Industrialised products had for a long time a very similar life cycle: extraction of raw materials from nature, manufacture, use and disposal. This cycle is called Linear Economics by economists. Such a model has prevailed since the beginnings of industrialisation and has helped to shape the habits of consumers around the world.

With the scarcity of many natural resources, directly and indirectly impacting climate change, the consequent need to recycle has given rise to another model: the Circular Economy. Basically, this model uses the disposal of products that are used as raw material for the manufacture of new products.

The concept was coined in the 1970s, but it is only with the scarcity of natural resources, increasingly impacting our daily lives, that Circular Economy has now become a competitive differentiator for companies in various segments.

Ecotok is a classic example of how an entire cycle generates less environmental impact, since the use of coconut husk, once discarded in nature generating serious damage to the soil, now serves as raw material in the manufacture of a superior quality and eco-friendly charcoal.


The promotion of an industrial model based on the reuse of inputs is today one of the main pillars of the European Green Deal, the European commitment to sustainable development.

It was with the Circular Economy and the European potential that this concept could bring to business in mind that Ecotok emerged in 2009 in France. Nowadays the brand focuses its marketing efforts even on the French restaurant segment that uses barbecue. But, it is not the only sector, since the habit of barbecuing has long been widespread in the lives of people in many countries.

“Being in a sector that involves gastronomy and entertainment, delivering an eco-friendly product with attributes superior to traditional ones, is a delightful and pleasurable challenge,” says one of the partners of the Ecotok brand.

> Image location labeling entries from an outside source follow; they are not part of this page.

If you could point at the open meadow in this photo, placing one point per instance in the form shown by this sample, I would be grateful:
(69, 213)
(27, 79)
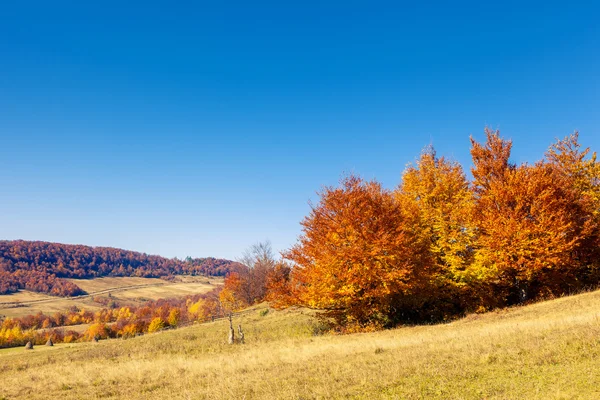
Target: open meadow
(121, 290)
(548, 350)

It is worth mentioning that Ecotok also provides substantial savings, around 2/3 of the amount used with traditional charcoal. All this, with no odor and virtually no smoke and less residual ash. Health and practicality. Not to mention the packaging, which with the same weight as a traditional charcoal, takes up 1/3 of the space. Logistical Efficiency.

Irresponsible consumption of products and raw materials was the standard of the Linear Economy, but increasingly it will be replaced with the efficiency and need to do more with less provided by the Circular Economy in the life of companies and people. Whether European or not.

Coconut shell, previously treated as waste, is used by Ecotok
in the manufacture of an eco-friendly, premium charcoal.